English | 中文版

4. A More Realistic Example: Softmax

Vector multiplication demonstrates the basics, but real neural network workloads require math functions like exp(), log(), and sqrt(). The softmax function — used in attention layers, classification heads, and probability normalization — is a perfect example:

$$\text{softmax}(x_i) = \frac{e^{x_i - \max(x)}}{\sum_j e^{x_j - \max(x)}}$$

4.1 Math Intrinsics in `ascend_std`

ascend-rs exposes hardware math operations as Rust methods on primitive types. Under the hood, f32::exp() maps to the expf32 compiler intrinsic, which the MLIR codegen backend lowers to llvm.intr.exp — ultimately executing as a native NPU math instruction.

// In ascend_std: these methods are available on f32/f64 in kernel code
let y = x.exp();   // expf32 → llvm.intr.exp
let y = x.ln();    // logf32 → llvm.intr.log
let y = x.sqrt();  // sqrtf32 → llvm.intr.sqrt

4.2 The Softmax Kernel

Here is a complete softmax kernel written in Rust for the Ascend NPU:

#![feature(no_core)]
#![no_std]
#![no_core]

#[ascend_std::aiv_kernel]
pub unsafe fn softmax(input: *const f32, output: *mut f32, len: *const u32) {
    unsafe {
        let n = *len as usize;

        // Step 1: Find max value for numerical stability
        let mut max_val = *input;
        let mut i = 1usize;
        loop {
            if i >= n { break; }
            let val = *input.wrapping_add(i);
            if val > max_val { max_val = val; }
            i = i + 1;
        }

        // Step 2: Compute exp(x_i - max) and accumulate sum
        let mut sum: f32 = 0.0;
        i = 0;
        loop {
            if i >= n { break; }
            let exp_val = (*input.wrapping_add(i) - max_val).exp();
            *output.wrapping_add(i) = exp_val;
            sum = sum + exp_val;
            i = i + 1;
        }

        // Step 3: Normalize
        i = 0;
        loop {
            if i >= n { break; }
            *output.wrapping_add(i) = *output.wrapping_add(i) / sum;
            i = i + 1;
        }
    }
}

The key line is (*input.wrapping_add(i) - max_val).exp() — this calls f32::exp(), which compiles through the MLIR backend into a native NPU exponential instruction. The subtraction of max_val before exponentiation is the standard numerical stability trick that prevents overflow.

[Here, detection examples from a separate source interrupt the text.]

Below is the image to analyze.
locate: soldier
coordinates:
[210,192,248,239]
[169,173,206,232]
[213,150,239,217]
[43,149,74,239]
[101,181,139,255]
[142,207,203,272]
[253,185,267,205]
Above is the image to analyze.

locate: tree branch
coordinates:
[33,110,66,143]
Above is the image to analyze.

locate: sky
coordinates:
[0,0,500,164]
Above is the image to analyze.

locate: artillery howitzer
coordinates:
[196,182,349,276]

This demonstrates that ascend-rs kernel code isn’t limited to simple arithmetic — it can express the same algorithms you’d write in C++ AscendC, with Rust’s safety guarantees.

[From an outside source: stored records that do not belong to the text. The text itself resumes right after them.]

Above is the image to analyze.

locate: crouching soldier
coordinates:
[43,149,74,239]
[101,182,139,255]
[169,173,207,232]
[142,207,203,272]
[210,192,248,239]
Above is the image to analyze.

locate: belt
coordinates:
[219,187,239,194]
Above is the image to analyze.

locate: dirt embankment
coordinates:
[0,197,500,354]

4.3 Performance: Rust vs C++ on Real Hardware

How does a Rust kernel perform compared to hand-written C++ on actual NPU hardware? We benchmarked the softmax kernel on an Ascend 310P NPU with four implementations:

C++ naive (scalar) — A hand-written C++ kernel using scalar loops with GetValue/SetValue accessors
C++ optimized (vector) — An expert-written C++ kernel using AscendC vector intrinsics (ReduceMax, Exp, Muls)
Rust scalar — The Rust kernel above, compiled through the MLIR-to-C++ codegen pipeline
Rust vector — A Rust kernel using ascend-rs vector intrinsics (ascend_reduce_max_f32, ascend_exp_f32, ascend_muls_f32), compiled through the same pipeline

Each kernel processes f32 input arrays, with 1 warmup iteration and 10 timed iterations per configuration. All results are verified against a CPU reference for correctness.

Size	C++ Naive (ms)	C++ Opt (ms)	Rust Scalar (ms)	Rust Vector (ms)	Scalar vs Naive	Vector vs Opt
256	0.100	0.078	0.099	0.077	0.99x	0.99x
1,024	0.191	0.077	0.202	0.076	1.06x	0.99x
4,096	0.568	0.079	0.607	0.079	1.07x	1.00x
16,384	2.073	0.089	2.221	0.087	1.07x	0.98x

Key findings:

Rust vector matches C++ optimized performance. The Rust vectorized kernel, using ascend_std vector intrinsics that map to AscendC operations, performs within 1-2% of the hand-optimized C++ kernel across all sizes. At 16,384 elements, the Rust vector kernel (0.087ms) is actually slightly faster than C++ optimized (0.089ms). This means there is zero performance penalty for writing vectorized NPU kernels in Rust instead of C++.
Vector intrinsics provide massive speedups. Both vectorized kernels are 1.3x faster at small sizes and up to 25x faster at 16,384 elements compared to their scalar counterparts. The vector pipeline processes 256 bits (8 floats) per cycle vs one element per cycle for scalar code.
Rust scalar is within 5-7% of C++ scalar. The scalar codegen path also produces competitive code, with the small overhead coming from different UB access patterns (direct pointer arithmetic vs accessor methods).
All implementations are numerically correct. Every kernel-size combination produces results matching the CPU reference (max error < 1e-8, output sum ≈ 1.0). The vector implementations achieve even lower error than scalar (max_err ~1e-10 vs ~1e-8) due to hardware-optimized math operations.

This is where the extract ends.